Dopingbestrijding eist hoge tol van sporters
Nederlandse sporters en dopingbestrijders moeten samen nagaan hoe ze het evenwicht willen bewaren tussen het bestrijden van doping en de gevolgen daarvan voor de sporters. Dat zei staatssecretaris Bussemaker tijdens de Expertmeeting over Doping en Topsport in Rotterdam.
Dames en heren,
Welkom bij deze bijeenkomst over doping en topsport.
Een onderwerp dat ons – en veel andere mensen – al jarenlang bezighoudt.
Een onderwerp ook dat zich elk jaar in een andere gedaante aandient. De ontwikkelingen in de doping volgen elkaar in een razendsnel tempo op, zowel aan de kant van het dopingaanbod als aan de kant van de dopingbestrijding.
Een onderwerp bovendien dat vaak tot heftige discussies leidt.
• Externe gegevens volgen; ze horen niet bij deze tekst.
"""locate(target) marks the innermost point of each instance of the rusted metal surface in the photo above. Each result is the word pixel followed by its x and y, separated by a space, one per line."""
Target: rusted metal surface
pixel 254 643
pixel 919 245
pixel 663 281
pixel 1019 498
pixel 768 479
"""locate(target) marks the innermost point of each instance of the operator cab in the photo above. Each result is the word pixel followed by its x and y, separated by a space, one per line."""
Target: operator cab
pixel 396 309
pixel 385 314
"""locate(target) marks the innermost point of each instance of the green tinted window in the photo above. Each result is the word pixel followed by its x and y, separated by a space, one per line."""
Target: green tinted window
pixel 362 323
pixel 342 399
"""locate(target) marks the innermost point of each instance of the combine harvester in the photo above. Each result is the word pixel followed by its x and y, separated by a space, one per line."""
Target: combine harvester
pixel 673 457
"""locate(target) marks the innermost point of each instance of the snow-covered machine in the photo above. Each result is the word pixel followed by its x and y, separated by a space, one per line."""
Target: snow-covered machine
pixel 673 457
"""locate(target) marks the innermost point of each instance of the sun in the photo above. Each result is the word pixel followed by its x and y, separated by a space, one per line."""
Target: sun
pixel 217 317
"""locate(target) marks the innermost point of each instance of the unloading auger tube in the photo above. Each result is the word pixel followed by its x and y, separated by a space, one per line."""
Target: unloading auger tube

Dat is ook de afgelopen weken weer gebleken, gezien het aantal publicaties in de verschillende media over de aanscherpingen in de World Anti Doping Code sinds 1 januari van dit jaar.
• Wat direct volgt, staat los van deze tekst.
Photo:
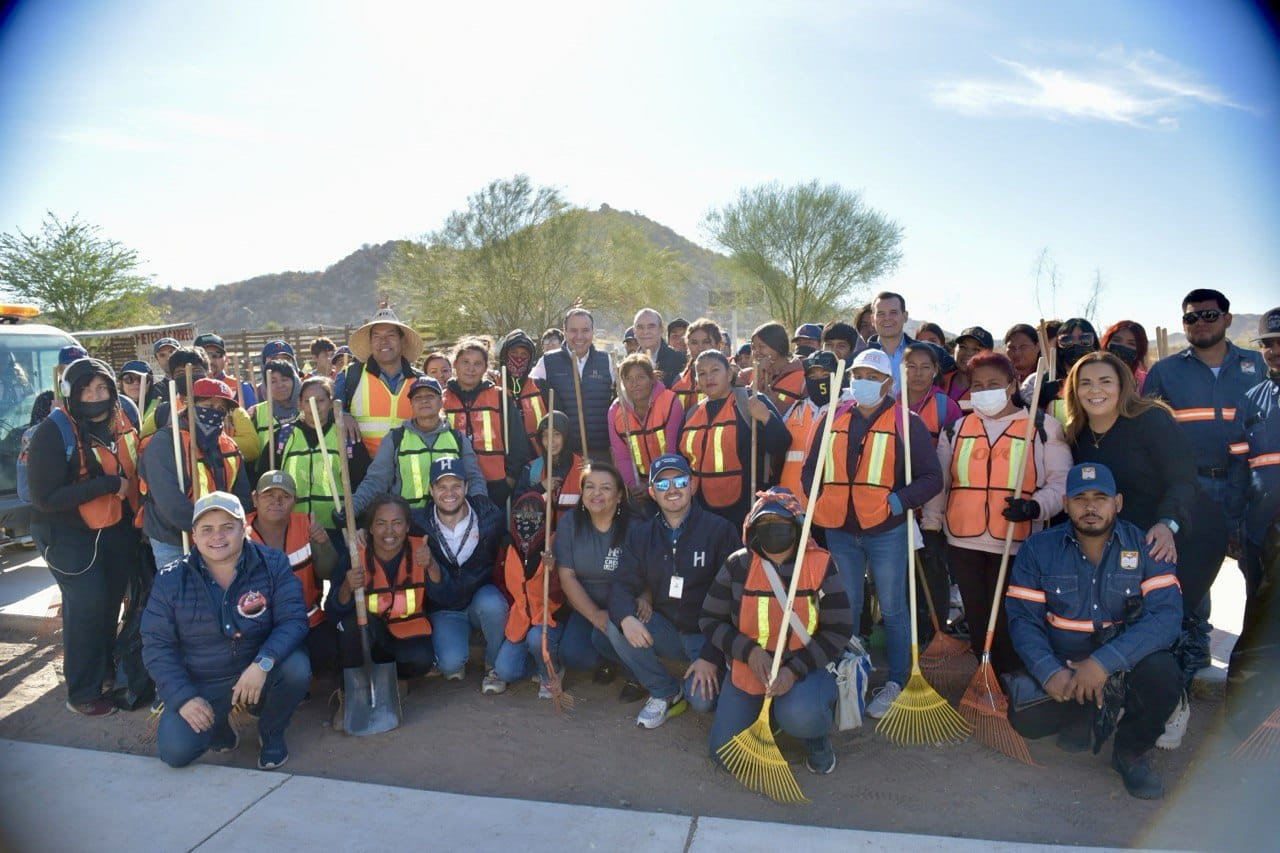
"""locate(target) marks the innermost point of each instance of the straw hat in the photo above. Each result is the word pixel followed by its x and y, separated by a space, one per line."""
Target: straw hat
pixel 361 346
Het is daarom goed dat we vandaag bij elkaar zijn om elkaars mening te horen en om na te gaan hoe we samen invulling willen geven aan het anti-dopingbeleid.
Ik heb deze bijeenkomst laten organiseren onder meer naar aanleiding van de gesprekken die ik in Peking heb gevoerd met een aantal topsporters.
Wat mij betreft is het doel van vandaag dat we onze meningen verduidelijken en eventueel aanscherpen en niet de hakken in het zand plaatsen.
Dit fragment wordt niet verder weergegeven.